There are many mechanisms for storing and processing a collection of data sets so large and complex that we collectively refer to it as Big Data. From No SQL data stores to the Distributed File Systems and Computation engines to columnar stores to flat files - its all about capture, storage, analysis, searches etc. We want it all and we want it fast and traditional data processing applications can no longer support our demands. And while technologies such as Hadoop and its ecosystem derivatives paved an initial path to solving Big Data problems the approaches and assumptions they are built on starting to show its limitations one could only overcome by radically changing the way we think about storing and accessing data in general. In the end its all about I/O and how to make it more efficient.
The following is the small sub-set of questions that will help set the scope and drive this presentation.
- How to deal with capturing high data volumes (1+ million events per/sec).

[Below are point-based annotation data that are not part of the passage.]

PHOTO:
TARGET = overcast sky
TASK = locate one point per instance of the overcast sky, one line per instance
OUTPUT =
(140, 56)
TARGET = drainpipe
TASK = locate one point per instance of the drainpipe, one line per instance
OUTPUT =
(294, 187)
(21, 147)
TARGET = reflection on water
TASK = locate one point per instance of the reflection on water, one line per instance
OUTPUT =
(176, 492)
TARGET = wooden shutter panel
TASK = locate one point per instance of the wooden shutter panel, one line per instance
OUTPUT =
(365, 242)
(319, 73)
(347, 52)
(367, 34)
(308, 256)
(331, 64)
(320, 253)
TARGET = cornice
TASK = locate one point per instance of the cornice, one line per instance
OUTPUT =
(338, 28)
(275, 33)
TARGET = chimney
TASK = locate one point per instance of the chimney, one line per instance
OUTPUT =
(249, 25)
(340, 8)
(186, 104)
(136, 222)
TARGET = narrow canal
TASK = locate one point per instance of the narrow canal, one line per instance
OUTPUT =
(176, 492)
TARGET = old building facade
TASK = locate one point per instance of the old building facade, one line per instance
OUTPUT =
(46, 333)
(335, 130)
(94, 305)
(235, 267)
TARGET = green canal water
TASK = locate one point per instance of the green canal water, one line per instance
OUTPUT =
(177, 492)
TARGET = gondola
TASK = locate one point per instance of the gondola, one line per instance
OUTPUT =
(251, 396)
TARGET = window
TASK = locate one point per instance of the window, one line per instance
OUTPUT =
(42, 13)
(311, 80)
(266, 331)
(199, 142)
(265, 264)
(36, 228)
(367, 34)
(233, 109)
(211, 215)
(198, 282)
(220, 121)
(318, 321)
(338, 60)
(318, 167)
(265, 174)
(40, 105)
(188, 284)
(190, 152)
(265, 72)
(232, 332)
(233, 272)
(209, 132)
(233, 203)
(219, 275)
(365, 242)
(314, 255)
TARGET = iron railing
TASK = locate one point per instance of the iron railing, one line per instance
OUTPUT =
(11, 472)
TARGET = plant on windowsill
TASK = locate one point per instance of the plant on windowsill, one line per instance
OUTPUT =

- How to store and organize the data? Unstructured doesn't mean un-organized
- Compress, encode or pack? What are the differences, pros and cons?
- Data-Type patterns. What does it mean? How to spot them during data capture and what are the benefits?
- Loss of analytical data available (for free) during the capture. What, Why, the implications and how to deal with them?
- Is disk speed the limit for how fast the data can be captured/accessed?
- Role of CPU/RAM in I/O intensive environments and can they play a role?
In the end using live demos and code we'll show you how simple yet well known and very powerful techniques can help you optimize:
- CAPTURE of data in high volumes environments (1+ million events per/sec)
- STORAGE of captured data, making it much smaller (10:1 to 20:1), thus more efficient for general read/write.
- ACCESS of stored data based on optimization techniques used during its capture and storage, further increasing I/O read speeds when accessing such data (e.g., search 1B records in just few seconds - single laptop).